Let us now listen to the music of the spiders
The humble spider has always been well represented in the musical world, from Ziggy Stardust and No Doubt to The Who, Wilco, and Lil B’s amateur arachnology. For too long, though, we’ve refused to let the little multi-limbed creeps relate their experiences to us more directly. That’s now changed, thanks to the work of scientists who are turning spiders’ vibration-based perceptions into music.
Vice recently profiled the work of MIT engineering professor Markus Buehler, who leads a team (made up of himself, Ian Hattwick, Isabelle Su, Christine Southworth, and Evan Ziporyn) that’s working to translate web vibrations into sounds we can actually hear. The project uses “the physics of spiderwebs to assign audible tones to a given string’s unique tension and vibration” through a process called data sonification. The resulting models can be explored through virtual reality software or listened to via examples recorded by Buehler and his collaborator Tomás Saraceno. The music created by manipulating the models is incredible—an eerie approximation of how spiders understand their environments.
Buehler says that the project’s goal is both to “expand how we generate sound in music and how we compose music” and to practically demonstrate how “for something like a spider, there’s a whole different way of experiencing the world.”
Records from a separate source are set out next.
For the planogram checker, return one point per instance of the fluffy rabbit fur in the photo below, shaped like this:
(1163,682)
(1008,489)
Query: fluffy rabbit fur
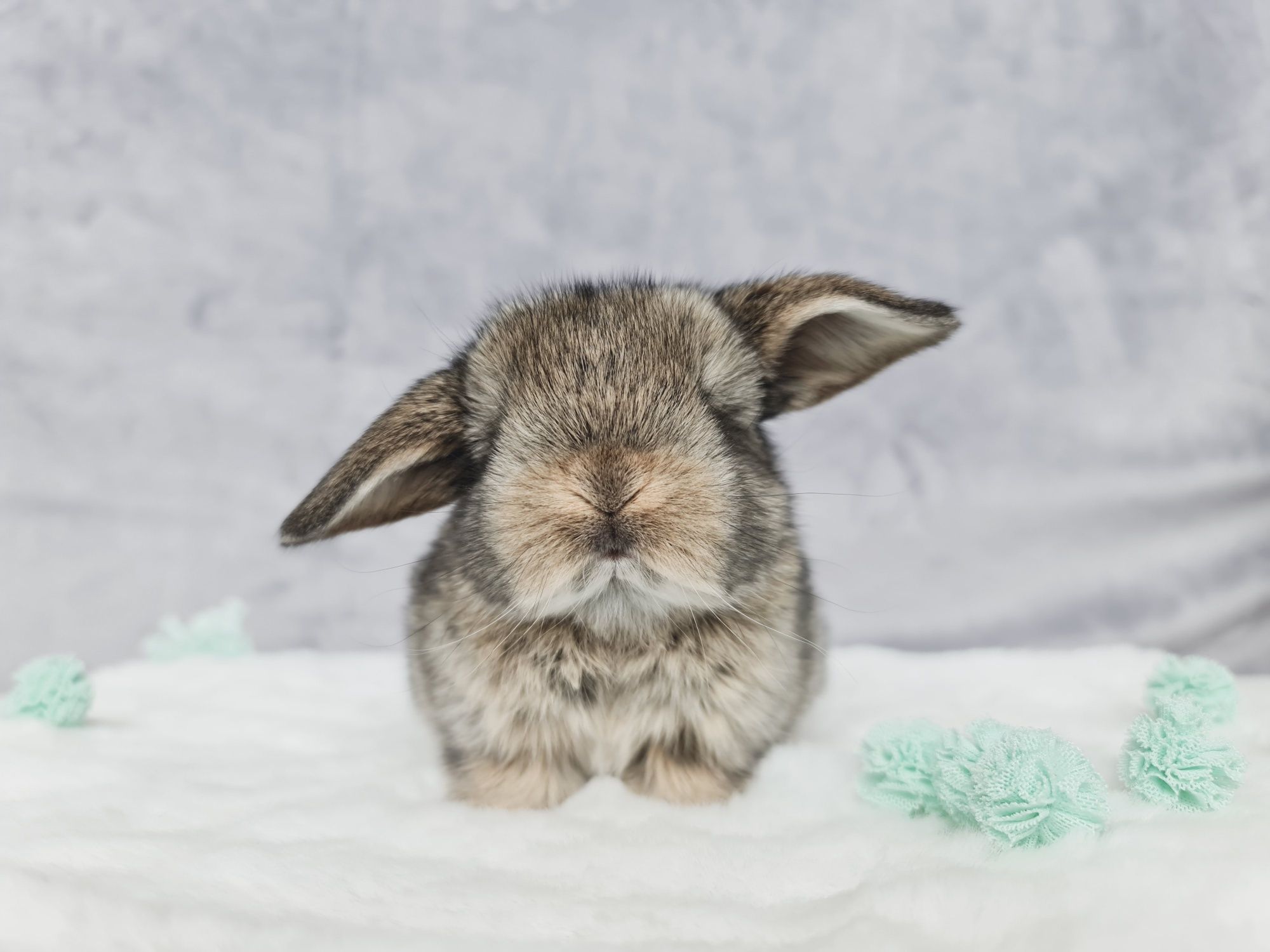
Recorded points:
(619,588)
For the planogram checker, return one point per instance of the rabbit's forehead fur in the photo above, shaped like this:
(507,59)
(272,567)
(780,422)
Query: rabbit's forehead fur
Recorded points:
(622,364)
(609,421)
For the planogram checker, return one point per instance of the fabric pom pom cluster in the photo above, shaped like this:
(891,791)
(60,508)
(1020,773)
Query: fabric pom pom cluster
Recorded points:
(57,689)
(1029,788)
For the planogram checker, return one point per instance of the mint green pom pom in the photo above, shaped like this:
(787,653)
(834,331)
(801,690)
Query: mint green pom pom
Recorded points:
(899,766)
(54,689)
(1031,789)
(1207,684)
(1170,761)
(214,633)
(954,762)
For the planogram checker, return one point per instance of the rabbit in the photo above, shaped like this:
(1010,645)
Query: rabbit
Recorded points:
(619,590)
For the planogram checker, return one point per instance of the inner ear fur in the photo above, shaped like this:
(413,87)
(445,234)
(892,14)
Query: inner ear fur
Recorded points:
(410,461)
(820,334)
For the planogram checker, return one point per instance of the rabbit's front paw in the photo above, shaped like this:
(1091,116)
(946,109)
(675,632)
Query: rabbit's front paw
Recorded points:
(658,772)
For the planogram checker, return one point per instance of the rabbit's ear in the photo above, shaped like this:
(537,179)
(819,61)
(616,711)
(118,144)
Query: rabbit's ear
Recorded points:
(410,461)
(819,334)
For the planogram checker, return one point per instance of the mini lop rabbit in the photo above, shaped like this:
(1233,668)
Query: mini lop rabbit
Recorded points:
(619,588)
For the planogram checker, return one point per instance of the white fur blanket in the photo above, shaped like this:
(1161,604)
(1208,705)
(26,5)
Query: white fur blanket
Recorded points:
(295,803)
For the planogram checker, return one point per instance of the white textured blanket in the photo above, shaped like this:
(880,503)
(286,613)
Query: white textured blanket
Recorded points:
(297,803)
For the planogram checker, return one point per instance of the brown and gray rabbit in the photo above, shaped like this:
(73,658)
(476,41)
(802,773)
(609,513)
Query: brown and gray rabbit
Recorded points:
(619,588)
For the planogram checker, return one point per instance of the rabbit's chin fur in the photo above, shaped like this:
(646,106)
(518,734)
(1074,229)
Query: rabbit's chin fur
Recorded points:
(617,596)
(619,588)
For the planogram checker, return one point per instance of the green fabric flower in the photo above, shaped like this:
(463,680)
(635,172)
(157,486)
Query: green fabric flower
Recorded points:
(1208,684)
(1031,789)
(1170,761)
(214,633)
(54,689)
(899,766)
(954,764)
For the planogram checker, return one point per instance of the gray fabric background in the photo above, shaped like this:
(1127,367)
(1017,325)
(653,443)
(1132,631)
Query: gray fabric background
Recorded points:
(231,233)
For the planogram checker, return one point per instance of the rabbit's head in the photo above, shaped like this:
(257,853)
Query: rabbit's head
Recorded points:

“Researchers say the project could eventually be used to reverse engineer spiders’ reality and communicate with the arachnids,” Vice explains, somewhat ominously. Buehler elaborates, saying that he’s planning to play AI-generated spider sounds to the creatures and “gauge [their] reactions.”
For more on Markus Buehler And The Spiders From Earth, read the full article or check out Buehler’s YouTube channel over here. In the meantime, we’ll be just be sitting around, waiting for the day when we can finally communicate with the spiders and propose an alliance with them against our mutual enemy: The mosquito.